There are many reasons why a dog may be aggressive towards family members. The most common causes include conflict aggression, fear-based aggression, defensiveness, status-related aggression, possessive aggression, food-preserving aggression, and diversionary aggression. Living with an aggressive dog with family members can be difficult, dangerous, disappointing, and frustrating (see Aggression – Diagnosis and Overview).

According to the CDC, 800,000 people seek medical attention for dog bites each year, half of which are children (see Aggression – Children). Dog bites are not uncommon; These are common events that occur in the life of the average family and it is estimated that 15% of dog owners have been bitten by their own dog. Once bitten by a dog, at least in that situation, children have demonstrated a willingness to use biting as a behavioral strategy and are therefore more likely to bite. Dogs that are willing to be aggressive to change the outcome of a situation are rarely curable.
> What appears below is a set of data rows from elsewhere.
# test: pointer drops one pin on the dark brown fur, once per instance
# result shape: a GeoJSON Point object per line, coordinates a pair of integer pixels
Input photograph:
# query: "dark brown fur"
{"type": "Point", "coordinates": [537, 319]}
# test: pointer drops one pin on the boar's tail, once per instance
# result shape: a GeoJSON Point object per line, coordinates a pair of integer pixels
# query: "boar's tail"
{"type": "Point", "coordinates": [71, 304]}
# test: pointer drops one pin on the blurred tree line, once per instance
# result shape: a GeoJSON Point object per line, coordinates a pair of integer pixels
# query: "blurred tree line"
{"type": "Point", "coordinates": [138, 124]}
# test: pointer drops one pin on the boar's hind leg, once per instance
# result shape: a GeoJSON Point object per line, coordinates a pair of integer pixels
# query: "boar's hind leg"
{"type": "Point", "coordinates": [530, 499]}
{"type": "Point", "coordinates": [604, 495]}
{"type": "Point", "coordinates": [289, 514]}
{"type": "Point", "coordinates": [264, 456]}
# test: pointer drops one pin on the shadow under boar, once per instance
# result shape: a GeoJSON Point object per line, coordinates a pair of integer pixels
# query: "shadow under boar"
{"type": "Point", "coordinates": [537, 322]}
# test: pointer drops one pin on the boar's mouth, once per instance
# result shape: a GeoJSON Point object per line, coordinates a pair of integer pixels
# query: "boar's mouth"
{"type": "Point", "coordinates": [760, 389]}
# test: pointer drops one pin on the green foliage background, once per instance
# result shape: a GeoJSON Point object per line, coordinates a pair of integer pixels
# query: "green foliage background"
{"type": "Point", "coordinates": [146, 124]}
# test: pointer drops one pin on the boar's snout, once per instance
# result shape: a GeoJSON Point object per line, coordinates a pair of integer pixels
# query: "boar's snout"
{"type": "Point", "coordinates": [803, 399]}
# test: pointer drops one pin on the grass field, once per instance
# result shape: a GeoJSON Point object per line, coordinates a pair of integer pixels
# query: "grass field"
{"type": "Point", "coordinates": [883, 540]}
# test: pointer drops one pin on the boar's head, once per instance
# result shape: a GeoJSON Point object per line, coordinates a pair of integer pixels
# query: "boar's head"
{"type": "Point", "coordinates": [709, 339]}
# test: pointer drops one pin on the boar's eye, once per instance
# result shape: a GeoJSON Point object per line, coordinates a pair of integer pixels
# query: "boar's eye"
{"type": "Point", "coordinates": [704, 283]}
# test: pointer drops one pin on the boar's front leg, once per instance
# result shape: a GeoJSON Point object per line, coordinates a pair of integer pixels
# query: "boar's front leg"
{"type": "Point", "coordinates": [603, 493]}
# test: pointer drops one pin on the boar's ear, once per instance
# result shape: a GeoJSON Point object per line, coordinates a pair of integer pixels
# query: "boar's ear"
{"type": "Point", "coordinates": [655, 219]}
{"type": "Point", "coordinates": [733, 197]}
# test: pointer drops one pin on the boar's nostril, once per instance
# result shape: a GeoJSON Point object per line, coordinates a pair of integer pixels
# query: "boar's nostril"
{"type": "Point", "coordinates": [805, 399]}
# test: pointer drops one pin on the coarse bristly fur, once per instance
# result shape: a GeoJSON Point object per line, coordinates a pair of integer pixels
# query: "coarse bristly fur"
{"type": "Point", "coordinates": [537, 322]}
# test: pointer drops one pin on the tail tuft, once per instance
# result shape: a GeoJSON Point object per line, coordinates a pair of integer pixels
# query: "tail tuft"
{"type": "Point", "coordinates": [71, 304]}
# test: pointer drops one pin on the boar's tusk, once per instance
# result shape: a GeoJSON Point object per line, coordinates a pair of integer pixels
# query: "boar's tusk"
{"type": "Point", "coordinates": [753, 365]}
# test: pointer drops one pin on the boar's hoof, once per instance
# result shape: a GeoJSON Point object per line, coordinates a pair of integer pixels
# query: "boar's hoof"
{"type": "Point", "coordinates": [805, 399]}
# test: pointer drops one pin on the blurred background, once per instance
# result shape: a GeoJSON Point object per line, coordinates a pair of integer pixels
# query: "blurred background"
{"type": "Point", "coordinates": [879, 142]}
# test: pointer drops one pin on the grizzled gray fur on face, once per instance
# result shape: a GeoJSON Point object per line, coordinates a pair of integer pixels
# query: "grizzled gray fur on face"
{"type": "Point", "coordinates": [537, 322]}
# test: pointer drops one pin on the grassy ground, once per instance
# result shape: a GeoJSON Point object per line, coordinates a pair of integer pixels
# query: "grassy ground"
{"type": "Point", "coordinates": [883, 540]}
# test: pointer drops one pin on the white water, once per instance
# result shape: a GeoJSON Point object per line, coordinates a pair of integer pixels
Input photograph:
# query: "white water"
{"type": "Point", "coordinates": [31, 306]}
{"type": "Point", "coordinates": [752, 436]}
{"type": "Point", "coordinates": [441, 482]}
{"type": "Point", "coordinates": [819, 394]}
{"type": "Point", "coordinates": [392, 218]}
The severity of the bite can be assessed by carefully considering the situation, the damage caused by the bite, the choices the dog makes including the dog’s willingness to avoid escalating to the point of being injured. bite by growling, growling or biting and diagnosing the type of aggressive behavior. . Complicated cases may require the experience of a board-certified veterinary behaviorist to evaluate and prioritize this assessment.

Safety and preventing bites is a necessary first step; both in keeping family members safe and initiating the behavior modification process. First, identify all situations that could lead to aggressive behavior and prevent access to these situations (by confinement or confinement, muzzle, or environmental manipulation) or control the dog when confrontation may occur (e.g. chain and head restraint, fastening). It is then essential to avoid these situations to prevent further injury and learning. While the long-term goal is to reduce or eliminate the potential for aggression in these situations, each new episode can lead to injury and worsen the problem. Collars and headbands are a good way to control and deter aggressive behavior even indoors. A properly fitted muzzle is even more effective at preventing bites and can be helpful in some cases. The dog is unlikely to change his behavior without retraining and the dog learns from every opportunity to practice his aggression; so limit his chances for more aggressive encounters

Once families decide to begin a behavior modification program for aggression, their ability to keep everyone safe and prevent episodes of aggression must be continually reevaluated. If unsafety occurs frequently, accidental bites or new bites occur in new and unforeseen circumstances, the decision to keep and treat this dog must be reevaluated.